You’d be amazed by how much surplus product there is, of all kinds–nothing wrong with it, but for some reason a company got stuck with it and just can’t move it. So there it sits in the warehouse, taking up space and reminding everybody there that business decisions sometimes turn out badly.

Sometimes it’s just poor timing. There is a time for selling Star Wars action figures, and a time to stop buying them because you can’t sell any more. Get the timing wrong, and presto! Four truckloads of Star Wars action figures.

Liquidators seek out this unwanted merchandise and find buyers for it. Okay, the buyer pays just pennies on the dollar; but by then the seller is more than happy just to get rid of it. If a deal is made, the liquidator gets a percentage.

Every now and then, I’d score. The very first day I tried it, I found a stockpile of assorted figurines at a warehouse right in my home town and a buyer just several miles down the road–and a $500 paycheck for me. I had a great time with Star Wars Cookies from Canada and Disney “Bug’s Life” books–made a year’s pay on each of those deals. Not that my year’s pay was all that large.

But mostly my deals were either small or not happening. The silver lining was that everybody always sent me samples, which had many different uses–as Christmas presents, stuff for my own use, items for Patty to sell at flea markets.

I met some good people who taught me a lot about the liquidating business, and about business in general–so I know, by observing the principle in action, “no profit, no business.” Socialists are hopelessly wrong about that. Indeed, unless you can grow your profits beyond a certain percentage–beyond 50%, usually–you’re just treading water. Working your butt off to get nowhere.

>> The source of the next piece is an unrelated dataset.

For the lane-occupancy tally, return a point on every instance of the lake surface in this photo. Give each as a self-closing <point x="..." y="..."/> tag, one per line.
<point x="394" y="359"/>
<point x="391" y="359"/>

And I met a couple bums and shysters, too.

I don’t do it anymore because all I ever wanted to be was a writer and besides, I wasn’t all that good at liquidating. But oh–those quality cigars! Twenty-five boxes of free samples. Neither the seller nor the buyer–I had an eager buyer–nor I knew you needed a special license to move tobacco products. So I was stuck with hundreds of high-quality cigars that I hadn’t had to pay for and that Mr. Ramos didn’t want back. Months and months of pleasure!

It kind of made up for the trunkful of hospital johnny-coats that I couldn’t sell to anyone.